Basic steps:
1. Demarcation point mid=(l+r)/2
2. Recursive sorting (left, right)
3. Combine two into one
#include<cstdio>
#include<cmath>
#include<ctime>
#include<cstring>
#include<iostream>
#include<map>
#include<set>
#include<stack>
#include<queue>
#include<string>
#include<vector>
#define ll long long
#define ull unsigned long long
#define up_b upper_bound
#define low_b lower_bound
#define m_p make_pair
#define mem(a) memset(a,0,sizeof(a))
#define IOS ios::sync_with_stdio(false);cin.tie(0);cout.tie(0)
#define inf 0x3f3f3f3f
#include<algorithm>
using namespace std;
inline ll read()
{
ll x=0,f=1; char ch=getchar();
while(ch<'0'||ch>'9') {
if(ch=='-') f=-1; ch=getchar(); }
while('0'<=ch&&ch<='9') x=x*10+ch-'0', ch=getchar();
return f*x;
}
const int N = 1e5+5;
int n,a[N],L[N/2+2],R[N/2+2];
void mergesort(int l,int r)
{
if(l+1>=r) return ;
int mid=l+r>>1;
mergesort(l,mid); mergesort(mid,r);
int n1=mid-l,n2=r-mid;//n1左边个数,n2右边个数
for(int i=0;i<n1;i++) L[i]=a[l+i];//[l,mid)
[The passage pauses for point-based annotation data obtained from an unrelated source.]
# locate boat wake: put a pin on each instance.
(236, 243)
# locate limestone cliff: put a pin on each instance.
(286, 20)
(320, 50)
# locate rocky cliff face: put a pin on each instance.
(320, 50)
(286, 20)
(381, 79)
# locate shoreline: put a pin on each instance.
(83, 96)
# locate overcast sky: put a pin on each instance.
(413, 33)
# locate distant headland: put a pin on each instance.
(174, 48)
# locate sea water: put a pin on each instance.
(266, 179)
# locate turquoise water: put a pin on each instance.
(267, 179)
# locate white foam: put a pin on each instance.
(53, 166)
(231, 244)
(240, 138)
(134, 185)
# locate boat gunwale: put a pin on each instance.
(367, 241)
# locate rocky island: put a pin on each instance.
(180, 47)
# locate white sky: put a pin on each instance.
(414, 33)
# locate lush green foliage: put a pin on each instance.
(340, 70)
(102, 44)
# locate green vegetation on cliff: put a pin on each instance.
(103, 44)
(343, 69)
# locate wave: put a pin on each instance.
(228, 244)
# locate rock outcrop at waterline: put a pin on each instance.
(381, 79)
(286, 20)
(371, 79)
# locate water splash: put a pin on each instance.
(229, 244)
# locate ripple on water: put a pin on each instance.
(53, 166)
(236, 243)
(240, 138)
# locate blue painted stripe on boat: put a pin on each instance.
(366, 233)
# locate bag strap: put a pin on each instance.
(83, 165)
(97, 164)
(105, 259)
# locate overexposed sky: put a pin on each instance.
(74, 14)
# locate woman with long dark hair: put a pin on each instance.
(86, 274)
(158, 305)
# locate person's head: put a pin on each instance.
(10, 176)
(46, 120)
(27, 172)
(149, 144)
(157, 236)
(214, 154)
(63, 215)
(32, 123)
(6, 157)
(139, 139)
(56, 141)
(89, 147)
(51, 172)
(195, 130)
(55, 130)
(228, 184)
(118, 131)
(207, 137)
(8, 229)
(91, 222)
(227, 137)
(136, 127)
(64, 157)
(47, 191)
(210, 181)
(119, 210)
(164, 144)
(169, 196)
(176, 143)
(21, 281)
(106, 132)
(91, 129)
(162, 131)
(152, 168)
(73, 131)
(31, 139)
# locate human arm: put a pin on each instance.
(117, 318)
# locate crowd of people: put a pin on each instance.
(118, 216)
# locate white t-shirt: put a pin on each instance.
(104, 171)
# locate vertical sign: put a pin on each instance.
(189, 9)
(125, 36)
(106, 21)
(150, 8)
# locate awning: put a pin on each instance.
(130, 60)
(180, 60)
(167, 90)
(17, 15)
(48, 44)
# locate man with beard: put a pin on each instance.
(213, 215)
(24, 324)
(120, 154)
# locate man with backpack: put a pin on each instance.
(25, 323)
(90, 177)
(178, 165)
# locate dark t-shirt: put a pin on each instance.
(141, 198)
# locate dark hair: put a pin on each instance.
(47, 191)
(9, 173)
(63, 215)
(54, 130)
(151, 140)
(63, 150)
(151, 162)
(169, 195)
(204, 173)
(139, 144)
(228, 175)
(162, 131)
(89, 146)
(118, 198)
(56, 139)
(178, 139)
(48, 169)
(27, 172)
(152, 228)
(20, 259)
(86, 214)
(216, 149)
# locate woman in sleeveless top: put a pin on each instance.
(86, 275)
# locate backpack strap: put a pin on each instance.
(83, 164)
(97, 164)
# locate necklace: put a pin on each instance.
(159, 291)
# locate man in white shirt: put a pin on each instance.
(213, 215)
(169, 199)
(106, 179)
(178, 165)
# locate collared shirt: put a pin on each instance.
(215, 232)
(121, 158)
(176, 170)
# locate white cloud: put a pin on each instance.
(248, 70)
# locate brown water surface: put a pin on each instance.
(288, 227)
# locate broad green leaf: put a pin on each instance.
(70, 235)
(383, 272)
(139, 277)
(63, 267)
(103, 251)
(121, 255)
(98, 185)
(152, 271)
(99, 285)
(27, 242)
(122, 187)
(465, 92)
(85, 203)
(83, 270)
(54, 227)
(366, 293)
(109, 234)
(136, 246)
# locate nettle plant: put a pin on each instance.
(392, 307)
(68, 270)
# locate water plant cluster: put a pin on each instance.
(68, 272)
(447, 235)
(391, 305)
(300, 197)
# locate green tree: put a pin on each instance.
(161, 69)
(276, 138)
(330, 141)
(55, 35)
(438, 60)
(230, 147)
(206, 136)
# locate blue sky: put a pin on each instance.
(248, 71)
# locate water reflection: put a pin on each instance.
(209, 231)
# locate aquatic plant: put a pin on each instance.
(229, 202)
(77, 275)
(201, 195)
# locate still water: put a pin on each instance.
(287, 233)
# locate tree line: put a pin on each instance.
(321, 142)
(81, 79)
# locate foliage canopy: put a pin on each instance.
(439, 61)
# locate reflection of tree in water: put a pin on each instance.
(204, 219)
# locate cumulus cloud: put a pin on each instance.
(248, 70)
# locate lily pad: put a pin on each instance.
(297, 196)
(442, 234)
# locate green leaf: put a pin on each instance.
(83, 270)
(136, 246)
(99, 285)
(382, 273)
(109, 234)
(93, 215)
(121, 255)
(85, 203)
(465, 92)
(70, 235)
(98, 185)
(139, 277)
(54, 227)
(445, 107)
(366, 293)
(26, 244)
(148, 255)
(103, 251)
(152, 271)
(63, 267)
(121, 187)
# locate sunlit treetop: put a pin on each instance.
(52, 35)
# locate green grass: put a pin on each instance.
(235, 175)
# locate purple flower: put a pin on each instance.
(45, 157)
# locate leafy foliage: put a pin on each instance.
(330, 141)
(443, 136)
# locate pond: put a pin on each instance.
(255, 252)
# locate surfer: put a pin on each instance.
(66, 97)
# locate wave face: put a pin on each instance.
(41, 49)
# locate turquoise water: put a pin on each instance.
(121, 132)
for(int i=0;i<n2;i++) R[i]=a[mid+i];//[mid,r)
L[n1]=R[n2]=inf;//哨兵,处理边界
int i=0,j=0;
for(int k=l;k<r;k++)
{
if(L[i]<=R[j]) a[k]=L[i++];
else a[k]=R[j++];
}
}
int main()
{
n=read();
for(int i=0;i<n;i++) a[i]=read();
mergesort(0,n);//[0,n)
for(int i=0;i<n;i++) cout<<a[i]<<" ";
return 0;
}
Clever use of merge sort: Find the number of reversed pairs in the array.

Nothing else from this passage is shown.